I have next directory structure in HDFS:
logs_folder
|---2021-03-01
|---log1
|---log2
|---log3
2021-03-02
|---log1
|---log2
2021-03-03
|---log1
|---log2
...
Logs are made up of text data. There is no date in the data because it is already in the folder name. I want to read all the logs and save them in the following format:
date id
where id - field from the log, but I need to take the date from the folder name. Expected output:
2021-03-01 id1
2021-03-01 id2
...
2021-03-02 id234
2021-03-02 id456
...
How to add date from folder name to output?
I found close question how to add full pathname to data on reading:
A = LOAD '/logs_folder/*' using PigStorage(',','-tagPath');
DUMP A ;
How can I incorporate the current input filename into my Pig Latin script?
It is very close, but how to get parent folder name only instead of full path?

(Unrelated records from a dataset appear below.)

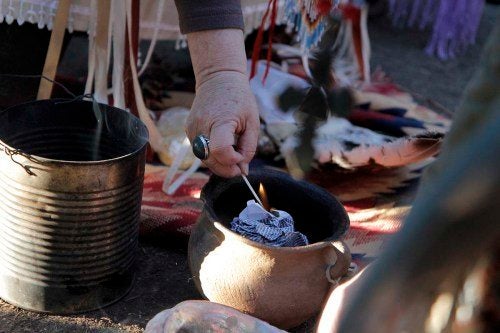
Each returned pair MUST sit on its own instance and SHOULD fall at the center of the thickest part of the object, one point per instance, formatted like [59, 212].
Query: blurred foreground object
[420, 283]
[204, 316]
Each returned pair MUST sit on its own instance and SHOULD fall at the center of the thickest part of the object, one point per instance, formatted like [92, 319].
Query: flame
[263, 197]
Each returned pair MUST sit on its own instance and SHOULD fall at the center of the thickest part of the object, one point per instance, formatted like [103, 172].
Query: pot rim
[303, 248]
[44, 160]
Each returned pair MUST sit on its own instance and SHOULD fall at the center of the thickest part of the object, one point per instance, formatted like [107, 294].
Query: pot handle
[337, 270]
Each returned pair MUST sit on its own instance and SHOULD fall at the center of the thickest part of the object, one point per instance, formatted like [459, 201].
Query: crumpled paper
[275, 228]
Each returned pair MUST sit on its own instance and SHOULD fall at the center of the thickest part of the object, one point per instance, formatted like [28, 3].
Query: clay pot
[283, 286]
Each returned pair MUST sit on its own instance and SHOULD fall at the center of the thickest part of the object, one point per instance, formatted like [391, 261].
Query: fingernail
[244, 168]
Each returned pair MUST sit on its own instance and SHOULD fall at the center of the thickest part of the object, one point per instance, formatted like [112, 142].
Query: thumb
[247, 145]
[221, 144]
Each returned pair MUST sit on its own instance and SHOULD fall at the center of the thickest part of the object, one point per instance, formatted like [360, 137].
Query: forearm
[216, 51]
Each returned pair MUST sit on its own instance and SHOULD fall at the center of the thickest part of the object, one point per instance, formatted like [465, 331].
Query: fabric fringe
[454, 22]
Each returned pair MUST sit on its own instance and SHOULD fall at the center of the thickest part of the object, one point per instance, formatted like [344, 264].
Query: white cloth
[42, 12]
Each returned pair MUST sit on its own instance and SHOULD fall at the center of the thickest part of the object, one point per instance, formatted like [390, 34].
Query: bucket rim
[10, 151]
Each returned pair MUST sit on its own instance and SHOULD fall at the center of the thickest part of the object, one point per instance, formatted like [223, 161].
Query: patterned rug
[377, 199]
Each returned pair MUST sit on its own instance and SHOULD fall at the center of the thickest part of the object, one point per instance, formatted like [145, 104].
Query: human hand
[225, 111]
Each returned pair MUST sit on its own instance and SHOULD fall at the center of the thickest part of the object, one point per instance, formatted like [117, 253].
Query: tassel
[274, 14]
[454, 22]
[257, 46]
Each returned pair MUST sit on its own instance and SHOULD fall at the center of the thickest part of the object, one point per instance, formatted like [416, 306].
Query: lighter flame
[263, 197]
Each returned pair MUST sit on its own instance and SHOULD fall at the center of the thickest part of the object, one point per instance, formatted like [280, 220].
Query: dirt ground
[163, 277]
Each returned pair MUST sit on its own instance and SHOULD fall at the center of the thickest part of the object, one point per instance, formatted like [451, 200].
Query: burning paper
[275, 228]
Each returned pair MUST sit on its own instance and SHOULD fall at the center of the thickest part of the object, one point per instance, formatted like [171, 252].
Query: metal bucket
[68, 215]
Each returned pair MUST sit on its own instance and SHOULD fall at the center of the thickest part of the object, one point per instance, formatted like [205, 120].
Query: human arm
[224, 108]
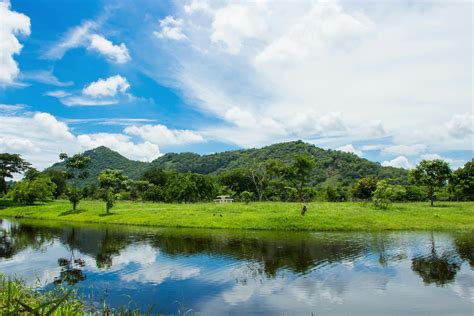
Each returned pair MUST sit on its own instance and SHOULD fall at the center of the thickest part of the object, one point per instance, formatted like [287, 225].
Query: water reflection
[216, 272]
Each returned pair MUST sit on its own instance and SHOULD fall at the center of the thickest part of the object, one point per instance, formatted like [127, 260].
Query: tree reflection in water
[71, 267]
[434, 268]
[266, 252]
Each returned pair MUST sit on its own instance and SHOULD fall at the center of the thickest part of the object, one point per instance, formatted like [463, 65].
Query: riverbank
[321, 216]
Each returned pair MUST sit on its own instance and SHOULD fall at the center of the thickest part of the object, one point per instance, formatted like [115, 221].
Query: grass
[321, 216]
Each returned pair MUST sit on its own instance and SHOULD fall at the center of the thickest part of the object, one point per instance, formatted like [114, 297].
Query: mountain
[332, 166]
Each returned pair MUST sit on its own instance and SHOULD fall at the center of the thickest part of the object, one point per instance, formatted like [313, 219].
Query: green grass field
[321, 216]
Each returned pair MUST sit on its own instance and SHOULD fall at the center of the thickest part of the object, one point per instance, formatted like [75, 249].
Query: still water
[213, 272]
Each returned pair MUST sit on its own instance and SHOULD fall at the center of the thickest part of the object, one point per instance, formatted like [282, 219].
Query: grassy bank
[321, 216]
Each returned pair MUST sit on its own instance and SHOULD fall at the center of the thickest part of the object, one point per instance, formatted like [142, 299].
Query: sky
[390, 81]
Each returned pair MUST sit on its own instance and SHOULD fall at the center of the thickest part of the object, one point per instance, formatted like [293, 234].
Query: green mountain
[332, 166]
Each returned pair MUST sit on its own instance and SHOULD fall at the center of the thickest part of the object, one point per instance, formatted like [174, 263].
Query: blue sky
[388, 81]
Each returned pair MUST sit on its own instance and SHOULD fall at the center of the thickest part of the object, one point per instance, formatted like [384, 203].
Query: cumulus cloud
[12, 24]
[84, 36]
[171, 29]
[46, 137]
[107, 87]
[145, 151]
[398, 162]
[234, 23]
[349, 148]
[162, 135]
[102, 92]
[46, 77]
[406, 150]
[116, 53]
[329, 72]
[461, 125]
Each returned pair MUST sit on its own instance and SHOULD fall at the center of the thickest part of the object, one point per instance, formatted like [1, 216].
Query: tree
[258, 173]
[59, 178]
[10, 164]
[461, 183]
[385, 194]
[364, 188]
[111, 182]
[26, 191]
[298, 174]
[75, 166]
[433, 174]
[246, 197]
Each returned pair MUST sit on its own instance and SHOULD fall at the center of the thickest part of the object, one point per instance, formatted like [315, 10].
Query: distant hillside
[332, 166]
[105, 158]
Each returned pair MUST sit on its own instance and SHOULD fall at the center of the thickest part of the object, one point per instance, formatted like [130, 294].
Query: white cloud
[46, 137]
[326, 27]
[84, 36]
[102, 92]
[107, 87]
[461, 125]
[10, 108]
[171, 28]
[76, 37]
[330, 72]
[123, 144]
[12, 24]
[349, 148]
[405, 150]
[46, 77]
[398, 162]
[196, 6]
[116, 53]
[162, 135]
[234, 23]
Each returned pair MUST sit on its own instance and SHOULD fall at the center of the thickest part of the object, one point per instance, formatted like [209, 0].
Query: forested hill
[332, 166]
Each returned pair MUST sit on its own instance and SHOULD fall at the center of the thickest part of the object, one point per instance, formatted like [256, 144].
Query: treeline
[270, 180]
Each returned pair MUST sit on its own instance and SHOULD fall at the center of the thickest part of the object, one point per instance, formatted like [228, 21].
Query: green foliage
[75, 166]
[415, 193]
[333, 194]
[109, 199]
[461, 183]
[298, 174]
[74, 196]
[9, 165]
[433, 174]
[364, 188]
[327, 216]
[246, 197]
[59, 178]
[102, 158]
[111, 182]
[40, 188]
[189, 187]
[385, 194]
[18, 299]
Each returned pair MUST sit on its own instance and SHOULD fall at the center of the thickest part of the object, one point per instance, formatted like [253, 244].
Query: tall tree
[111, 181]
[298, 174]
[433, 174]
[75, 166]
[461, 183]
[10, 164]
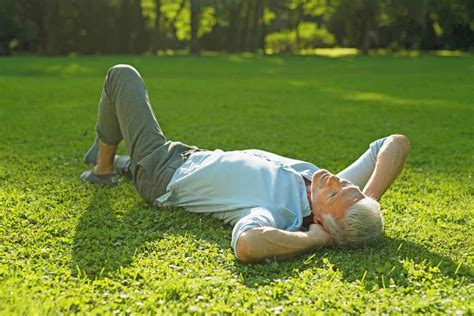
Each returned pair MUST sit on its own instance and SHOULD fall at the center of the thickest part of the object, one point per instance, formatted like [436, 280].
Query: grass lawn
[69, 247]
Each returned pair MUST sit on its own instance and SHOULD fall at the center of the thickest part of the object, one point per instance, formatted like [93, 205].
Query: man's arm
[390, 162]
[258, 244]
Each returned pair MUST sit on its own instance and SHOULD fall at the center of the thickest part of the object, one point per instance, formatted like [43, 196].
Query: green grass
[68, 247]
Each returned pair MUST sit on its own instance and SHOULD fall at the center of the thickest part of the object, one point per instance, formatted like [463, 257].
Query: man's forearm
[262, 243]
[390, 162]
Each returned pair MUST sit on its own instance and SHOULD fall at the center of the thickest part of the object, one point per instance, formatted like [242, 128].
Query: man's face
[331, 195]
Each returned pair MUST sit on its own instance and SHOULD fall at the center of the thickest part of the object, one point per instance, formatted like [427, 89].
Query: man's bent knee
[122, 70]
[402, 141]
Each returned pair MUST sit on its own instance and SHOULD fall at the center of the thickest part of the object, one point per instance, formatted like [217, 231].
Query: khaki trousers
[125, 113]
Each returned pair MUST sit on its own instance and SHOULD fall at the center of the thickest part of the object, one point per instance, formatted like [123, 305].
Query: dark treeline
[57, 27]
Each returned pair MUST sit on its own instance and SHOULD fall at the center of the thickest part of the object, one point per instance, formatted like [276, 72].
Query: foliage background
[58, 27]
[67, 247]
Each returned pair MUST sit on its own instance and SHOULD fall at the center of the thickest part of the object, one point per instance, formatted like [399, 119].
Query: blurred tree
[195, 17]
[58, 27]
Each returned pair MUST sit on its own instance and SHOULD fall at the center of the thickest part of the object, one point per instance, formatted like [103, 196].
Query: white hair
[361, 225]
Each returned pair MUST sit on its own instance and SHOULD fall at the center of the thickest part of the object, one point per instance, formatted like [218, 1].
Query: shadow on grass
[108, 238]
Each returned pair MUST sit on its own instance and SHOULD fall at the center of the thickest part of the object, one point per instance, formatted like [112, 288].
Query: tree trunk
[195, 17]
[156, 35]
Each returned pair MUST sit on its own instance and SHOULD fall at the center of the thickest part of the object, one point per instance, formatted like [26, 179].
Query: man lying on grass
[266, 197]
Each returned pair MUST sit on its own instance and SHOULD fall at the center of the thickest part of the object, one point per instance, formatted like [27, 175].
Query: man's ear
[317, 219]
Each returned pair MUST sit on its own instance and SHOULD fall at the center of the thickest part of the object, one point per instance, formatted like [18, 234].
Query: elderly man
[266, 197]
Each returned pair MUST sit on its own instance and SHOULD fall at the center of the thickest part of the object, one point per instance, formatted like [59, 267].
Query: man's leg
[125, 113]
[360, 171]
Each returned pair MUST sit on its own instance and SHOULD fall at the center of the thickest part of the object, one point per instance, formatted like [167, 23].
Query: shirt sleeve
[258, 217]
[359, 171]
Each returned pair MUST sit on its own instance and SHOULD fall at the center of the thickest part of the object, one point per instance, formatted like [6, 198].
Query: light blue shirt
[248, 188]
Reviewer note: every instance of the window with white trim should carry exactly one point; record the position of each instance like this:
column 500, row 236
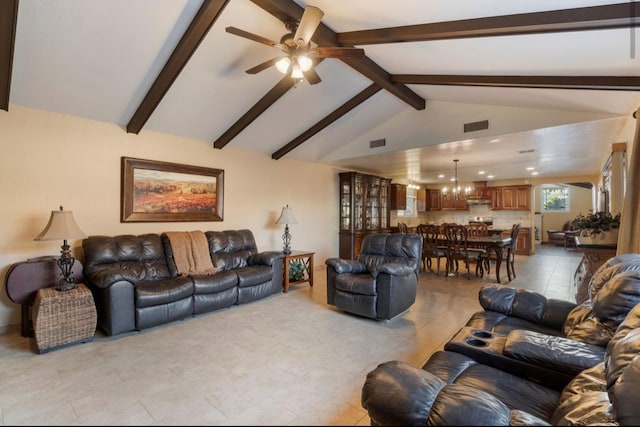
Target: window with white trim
column 555, row 198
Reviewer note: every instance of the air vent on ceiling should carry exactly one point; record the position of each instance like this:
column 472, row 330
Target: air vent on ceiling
column 377, row 143
column 475, row 126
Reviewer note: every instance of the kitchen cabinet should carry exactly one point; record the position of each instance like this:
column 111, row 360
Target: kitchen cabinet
column 421, row 200
column 480, row 190
column 398, row 197
column 511, row 197
column 495, row 194
column 434, row 200
column 364, row 208
column 451, row 203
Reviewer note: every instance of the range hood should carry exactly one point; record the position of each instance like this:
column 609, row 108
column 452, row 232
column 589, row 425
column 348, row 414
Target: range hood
column 476, row 202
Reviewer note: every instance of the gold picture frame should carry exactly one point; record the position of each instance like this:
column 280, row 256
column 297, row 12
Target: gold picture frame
column 154, row 191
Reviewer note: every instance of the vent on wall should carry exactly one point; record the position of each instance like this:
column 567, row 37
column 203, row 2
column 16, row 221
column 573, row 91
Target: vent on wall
column 377, row 143
column 475, row 126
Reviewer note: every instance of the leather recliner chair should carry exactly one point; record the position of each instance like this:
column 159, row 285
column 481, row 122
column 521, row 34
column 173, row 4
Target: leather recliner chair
column 382, row 282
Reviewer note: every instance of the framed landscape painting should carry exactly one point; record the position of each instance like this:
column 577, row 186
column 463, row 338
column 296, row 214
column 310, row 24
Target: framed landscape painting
column 159, row 191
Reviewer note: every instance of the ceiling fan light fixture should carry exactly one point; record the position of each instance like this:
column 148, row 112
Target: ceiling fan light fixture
column 305, row 62
column 296, row 72
column 283, row 64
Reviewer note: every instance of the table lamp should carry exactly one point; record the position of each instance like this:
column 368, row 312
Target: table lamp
column 286, row 218
column 62, row 226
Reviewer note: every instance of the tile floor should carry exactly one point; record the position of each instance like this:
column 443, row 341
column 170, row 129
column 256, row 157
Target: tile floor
column 286, row 360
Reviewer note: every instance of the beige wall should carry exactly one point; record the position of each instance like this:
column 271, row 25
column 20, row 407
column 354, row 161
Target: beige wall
column 51, row 159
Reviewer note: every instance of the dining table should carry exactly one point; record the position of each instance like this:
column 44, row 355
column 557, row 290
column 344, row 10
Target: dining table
column 494, row 243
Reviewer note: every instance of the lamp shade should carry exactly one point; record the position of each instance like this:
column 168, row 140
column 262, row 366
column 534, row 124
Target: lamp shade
column 61, row 226
column 287, row 217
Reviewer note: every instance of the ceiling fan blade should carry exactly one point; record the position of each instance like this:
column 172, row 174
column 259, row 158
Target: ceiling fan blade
column 256, row 38
column 263, row 66
column 308, row 24
column 336, row 52
column 312, row 77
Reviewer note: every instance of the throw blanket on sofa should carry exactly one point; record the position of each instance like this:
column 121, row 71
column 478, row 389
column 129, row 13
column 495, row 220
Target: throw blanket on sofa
column 191, row 252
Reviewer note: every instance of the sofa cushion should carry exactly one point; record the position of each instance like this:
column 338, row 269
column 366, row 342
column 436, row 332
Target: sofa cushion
column 253, row 275
column 363, row 284
column 156, row 292
column 208, row 284
column 142, row 257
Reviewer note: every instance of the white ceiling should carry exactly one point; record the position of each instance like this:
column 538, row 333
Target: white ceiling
column 97, row 59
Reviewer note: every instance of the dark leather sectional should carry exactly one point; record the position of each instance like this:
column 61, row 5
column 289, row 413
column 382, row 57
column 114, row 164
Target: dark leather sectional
column 526, row 360
column 136, row 285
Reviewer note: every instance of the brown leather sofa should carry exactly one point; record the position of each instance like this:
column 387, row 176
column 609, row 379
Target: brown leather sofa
column 136, row 285
column 454, row 389
column 526, row 360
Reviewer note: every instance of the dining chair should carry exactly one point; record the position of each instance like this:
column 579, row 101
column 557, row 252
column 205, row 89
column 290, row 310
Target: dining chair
column 507, row 253
column 430, row 245
column 458, row 249
column 477, row 230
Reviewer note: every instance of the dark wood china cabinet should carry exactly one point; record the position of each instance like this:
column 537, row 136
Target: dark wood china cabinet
column 364, row 209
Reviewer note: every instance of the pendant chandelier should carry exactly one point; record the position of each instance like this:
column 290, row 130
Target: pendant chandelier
column 456, row 193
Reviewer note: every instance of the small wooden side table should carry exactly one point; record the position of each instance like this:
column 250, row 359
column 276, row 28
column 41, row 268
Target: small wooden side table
column 61, row 318
column 306, row 262
column 594, row 255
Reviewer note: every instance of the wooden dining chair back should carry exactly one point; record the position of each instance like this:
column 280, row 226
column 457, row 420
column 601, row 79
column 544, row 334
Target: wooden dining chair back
column 507, row 254
column 430, row 245
column 511, row 251
column 477, row 230
column 458, row 249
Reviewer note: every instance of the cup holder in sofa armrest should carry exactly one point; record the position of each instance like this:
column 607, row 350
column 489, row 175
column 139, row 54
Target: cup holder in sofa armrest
column 481, row 334
column 476, row 342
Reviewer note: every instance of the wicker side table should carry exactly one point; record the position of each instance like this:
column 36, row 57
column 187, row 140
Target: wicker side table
column 62, row 318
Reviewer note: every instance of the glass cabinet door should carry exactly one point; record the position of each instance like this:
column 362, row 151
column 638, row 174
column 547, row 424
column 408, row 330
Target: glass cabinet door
column 373, row 205
column 358, row 204
column 384, row 205
column 345, row 206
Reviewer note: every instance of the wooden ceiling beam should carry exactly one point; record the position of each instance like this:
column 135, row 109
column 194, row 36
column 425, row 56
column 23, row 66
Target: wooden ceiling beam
column 324, row 36
column 623, row 83
column 260, row 107
column 621, row 15
column 208, row 13
column 332, row 117
column 8, row 25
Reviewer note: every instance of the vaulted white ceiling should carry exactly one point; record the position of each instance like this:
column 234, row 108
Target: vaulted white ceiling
column 98, row 59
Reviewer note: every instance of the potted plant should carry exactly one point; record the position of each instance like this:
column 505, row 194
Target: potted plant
column 596, row 223
column 296, row 270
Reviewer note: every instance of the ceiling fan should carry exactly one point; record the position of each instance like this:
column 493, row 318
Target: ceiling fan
column 298, row 59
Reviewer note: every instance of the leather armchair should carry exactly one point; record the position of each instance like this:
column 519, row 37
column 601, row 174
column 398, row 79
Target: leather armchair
column 382, row 282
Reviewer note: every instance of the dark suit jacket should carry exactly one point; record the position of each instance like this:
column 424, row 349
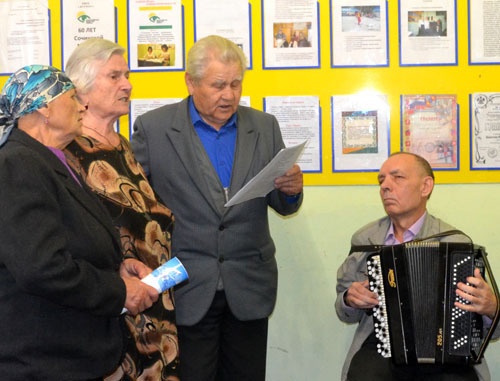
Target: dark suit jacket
column 213, row 241
column 60, row 292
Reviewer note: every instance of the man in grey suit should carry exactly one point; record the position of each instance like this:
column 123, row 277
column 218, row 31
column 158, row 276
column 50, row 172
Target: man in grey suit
column 406, row 183
column 197, row 154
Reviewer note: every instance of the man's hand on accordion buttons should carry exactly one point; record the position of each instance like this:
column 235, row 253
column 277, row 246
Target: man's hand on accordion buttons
column 479, row 294
column 360, row 296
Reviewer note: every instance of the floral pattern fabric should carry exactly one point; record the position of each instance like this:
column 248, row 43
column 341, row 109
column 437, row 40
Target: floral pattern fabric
column 145, row 227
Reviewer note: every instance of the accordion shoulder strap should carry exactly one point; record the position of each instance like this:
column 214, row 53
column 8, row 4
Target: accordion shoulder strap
column 443, row 234
column 374, row 248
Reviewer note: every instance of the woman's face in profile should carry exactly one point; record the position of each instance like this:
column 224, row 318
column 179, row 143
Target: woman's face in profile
column 65, row 116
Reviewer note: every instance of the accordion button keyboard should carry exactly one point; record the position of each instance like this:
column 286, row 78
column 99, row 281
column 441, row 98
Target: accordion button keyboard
column 376, row 285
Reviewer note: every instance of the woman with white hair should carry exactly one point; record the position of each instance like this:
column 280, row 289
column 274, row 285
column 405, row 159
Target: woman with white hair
column 105, row 161
column 63, row 280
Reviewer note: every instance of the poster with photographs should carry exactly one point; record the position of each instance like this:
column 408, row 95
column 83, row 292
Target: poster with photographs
column 485, row 130
column 430, row 128
column 428, row 32
column 299, row 118
column 290, row 36
column 360, row 125
column 84, row 19
column 156, row 40
column 359, row 33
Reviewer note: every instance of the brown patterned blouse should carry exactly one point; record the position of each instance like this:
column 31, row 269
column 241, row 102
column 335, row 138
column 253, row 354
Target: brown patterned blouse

Finally I used this approach:
Code example:
hadoop_data = LOAD '/logs_folder/*' USING PigStorage(',', '-tagPath') as (filepath:chararray, id:chararray, feature:chararray, value:chararray);
hadoop_data = FOREACH hadoop_data GENERATE id,(chararray)REGEX_EXTRACT(filepath,'.*\\/(.*)\\/',1) as path,
feature,value;
My data consist of 3 fields - id, feature, value, but you can see there are 4 of them - filepath
field was added!